In my mind, that was a good thing. He was sexy AF, but he was my boss, so that meant he was off limits. Not that I was interested in him because I wasn't. I was still smarting from what Dean and Caryn had done, and I wasn't going to jump into the deep end of a relationship again anytime soon. There was a petty part of me that would've liked to have made Dean eat his heart out by hooking up with somebody to prove that I didn't need him. But I wasn't a hooking up type of girl. I hadn't been a virgin when I met Dean, but neither had I been around the block, so to speak. I’d had two boyfriends previously, and I’d slept with only one of them. My experience was so minuscule that Dean actually believed I was a virgin when he and I first slept together.
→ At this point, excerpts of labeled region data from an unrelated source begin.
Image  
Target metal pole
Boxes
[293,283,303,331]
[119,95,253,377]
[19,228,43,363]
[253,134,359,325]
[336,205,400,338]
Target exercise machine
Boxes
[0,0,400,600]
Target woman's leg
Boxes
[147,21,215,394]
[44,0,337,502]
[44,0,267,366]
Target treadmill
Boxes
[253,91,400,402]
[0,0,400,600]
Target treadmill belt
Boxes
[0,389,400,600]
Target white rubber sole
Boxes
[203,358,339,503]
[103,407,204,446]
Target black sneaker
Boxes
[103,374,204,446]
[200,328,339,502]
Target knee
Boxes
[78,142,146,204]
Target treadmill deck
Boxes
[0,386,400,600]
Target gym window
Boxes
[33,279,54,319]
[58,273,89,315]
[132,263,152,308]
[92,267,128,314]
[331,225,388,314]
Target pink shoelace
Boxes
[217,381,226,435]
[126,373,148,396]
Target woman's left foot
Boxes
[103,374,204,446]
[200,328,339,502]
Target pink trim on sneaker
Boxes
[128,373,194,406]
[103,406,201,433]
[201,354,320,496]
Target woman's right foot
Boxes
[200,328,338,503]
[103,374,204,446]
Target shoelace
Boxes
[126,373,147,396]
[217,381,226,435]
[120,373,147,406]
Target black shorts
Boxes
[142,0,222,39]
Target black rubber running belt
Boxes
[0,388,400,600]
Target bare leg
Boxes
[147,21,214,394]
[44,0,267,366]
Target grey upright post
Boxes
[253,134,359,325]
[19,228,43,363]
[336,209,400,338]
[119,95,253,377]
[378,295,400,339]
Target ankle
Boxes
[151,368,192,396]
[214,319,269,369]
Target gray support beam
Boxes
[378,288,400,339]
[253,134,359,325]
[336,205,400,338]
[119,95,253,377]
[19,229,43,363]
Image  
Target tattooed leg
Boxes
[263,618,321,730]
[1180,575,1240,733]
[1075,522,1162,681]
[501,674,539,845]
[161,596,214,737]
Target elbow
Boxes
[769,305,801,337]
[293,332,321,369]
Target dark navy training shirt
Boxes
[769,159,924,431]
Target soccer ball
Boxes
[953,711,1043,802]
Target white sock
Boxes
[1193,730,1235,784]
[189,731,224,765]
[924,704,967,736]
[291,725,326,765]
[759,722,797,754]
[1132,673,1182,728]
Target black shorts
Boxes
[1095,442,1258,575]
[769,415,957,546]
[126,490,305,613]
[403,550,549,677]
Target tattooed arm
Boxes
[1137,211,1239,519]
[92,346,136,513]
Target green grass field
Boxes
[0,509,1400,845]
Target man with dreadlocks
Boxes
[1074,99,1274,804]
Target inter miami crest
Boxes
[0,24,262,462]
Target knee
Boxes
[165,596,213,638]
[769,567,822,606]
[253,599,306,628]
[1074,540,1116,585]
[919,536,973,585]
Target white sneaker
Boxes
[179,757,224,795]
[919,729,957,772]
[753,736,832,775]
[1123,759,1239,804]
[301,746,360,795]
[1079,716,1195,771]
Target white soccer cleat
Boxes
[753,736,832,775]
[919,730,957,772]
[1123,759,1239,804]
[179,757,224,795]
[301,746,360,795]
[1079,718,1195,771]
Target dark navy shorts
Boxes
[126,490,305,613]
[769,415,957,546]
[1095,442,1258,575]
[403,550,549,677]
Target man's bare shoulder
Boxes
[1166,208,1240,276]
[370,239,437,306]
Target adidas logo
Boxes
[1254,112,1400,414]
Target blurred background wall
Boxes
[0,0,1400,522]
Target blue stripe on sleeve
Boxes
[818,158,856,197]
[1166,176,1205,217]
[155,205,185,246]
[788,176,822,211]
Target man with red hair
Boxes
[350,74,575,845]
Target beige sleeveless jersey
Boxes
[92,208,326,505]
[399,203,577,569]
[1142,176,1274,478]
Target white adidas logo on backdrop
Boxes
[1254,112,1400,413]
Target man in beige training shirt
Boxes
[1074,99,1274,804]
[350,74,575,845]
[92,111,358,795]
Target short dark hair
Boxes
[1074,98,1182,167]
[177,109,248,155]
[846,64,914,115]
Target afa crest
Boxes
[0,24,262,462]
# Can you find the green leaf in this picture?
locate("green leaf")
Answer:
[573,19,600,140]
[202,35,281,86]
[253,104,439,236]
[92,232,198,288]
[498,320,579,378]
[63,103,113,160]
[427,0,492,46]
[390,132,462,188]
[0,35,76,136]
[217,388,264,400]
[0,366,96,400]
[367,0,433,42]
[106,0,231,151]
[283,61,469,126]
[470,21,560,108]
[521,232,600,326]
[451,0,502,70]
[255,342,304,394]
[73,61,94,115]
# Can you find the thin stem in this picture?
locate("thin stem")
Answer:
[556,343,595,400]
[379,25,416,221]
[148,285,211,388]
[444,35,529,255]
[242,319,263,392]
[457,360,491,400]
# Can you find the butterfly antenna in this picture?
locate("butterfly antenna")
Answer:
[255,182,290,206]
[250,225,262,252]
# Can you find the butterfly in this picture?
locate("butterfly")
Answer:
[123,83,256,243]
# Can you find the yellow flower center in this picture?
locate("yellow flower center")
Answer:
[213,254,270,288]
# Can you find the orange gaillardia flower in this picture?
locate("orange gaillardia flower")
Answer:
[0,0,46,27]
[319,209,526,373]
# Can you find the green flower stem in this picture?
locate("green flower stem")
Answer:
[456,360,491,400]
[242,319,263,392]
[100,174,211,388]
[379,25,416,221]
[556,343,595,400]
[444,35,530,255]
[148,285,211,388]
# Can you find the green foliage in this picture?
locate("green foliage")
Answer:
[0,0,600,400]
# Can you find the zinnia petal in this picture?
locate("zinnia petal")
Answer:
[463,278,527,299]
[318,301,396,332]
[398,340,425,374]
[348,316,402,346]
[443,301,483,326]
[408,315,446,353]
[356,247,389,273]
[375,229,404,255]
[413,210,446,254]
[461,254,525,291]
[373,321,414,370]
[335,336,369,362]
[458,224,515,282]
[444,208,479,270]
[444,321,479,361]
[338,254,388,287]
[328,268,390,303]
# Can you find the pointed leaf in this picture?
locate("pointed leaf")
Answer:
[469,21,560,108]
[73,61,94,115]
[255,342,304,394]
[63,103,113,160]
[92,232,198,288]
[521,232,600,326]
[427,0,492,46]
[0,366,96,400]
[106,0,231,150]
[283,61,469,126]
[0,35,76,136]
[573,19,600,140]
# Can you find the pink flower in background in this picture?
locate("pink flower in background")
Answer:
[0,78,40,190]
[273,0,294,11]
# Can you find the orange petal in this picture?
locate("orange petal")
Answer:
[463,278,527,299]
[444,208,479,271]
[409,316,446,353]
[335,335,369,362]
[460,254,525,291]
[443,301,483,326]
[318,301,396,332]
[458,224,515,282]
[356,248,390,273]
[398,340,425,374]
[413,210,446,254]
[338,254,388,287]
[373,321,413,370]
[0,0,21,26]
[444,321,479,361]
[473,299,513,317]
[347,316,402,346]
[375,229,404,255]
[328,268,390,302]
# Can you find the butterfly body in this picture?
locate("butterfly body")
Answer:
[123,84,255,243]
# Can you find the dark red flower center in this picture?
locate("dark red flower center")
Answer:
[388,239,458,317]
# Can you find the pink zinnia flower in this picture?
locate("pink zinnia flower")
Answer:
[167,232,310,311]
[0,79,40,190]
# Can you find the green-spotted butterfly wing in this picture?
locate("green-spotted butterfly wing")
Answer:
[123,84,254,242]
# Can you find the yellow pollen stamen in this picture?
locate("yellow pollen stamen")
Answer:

I didn't contradict that statement, mostly because it seemed to excite him.
When Mrs. Curtis exited Mr. Dunsmore’s office, she asked me to go to the break room with her to get coffee. Her tone told me she wasn't being nice and wanted a break to chat with me. No, she had something important to tell me and she wanted to say it away from Mr. Dunsmore. I wondered if I should grab my purse and be ready to head out the door.
"You don't need to bring any notes or anything." Mrs. Curtis said no more, instead heading out of the office and into the hall. Clearly, she expected me to follow, so I did.
Once in the break room, she went to the fancy coffee machine, putting in a pod and setting a cup underneath the spout to catch her coffee. When her coffee finished brewing, she took her cup and brought it over to a table and sat down. I sat down across from her, trying not to fidget as my nerves rattled.
"Do you want some coffee too?" she asked.
I shook my head. "No, thank you." The last thing I needed was more caffeine in my body.
"I suspect that Mr. Dunsmore was less than welcoming to you."
"I didn't know who he was. I don’t think he liked that."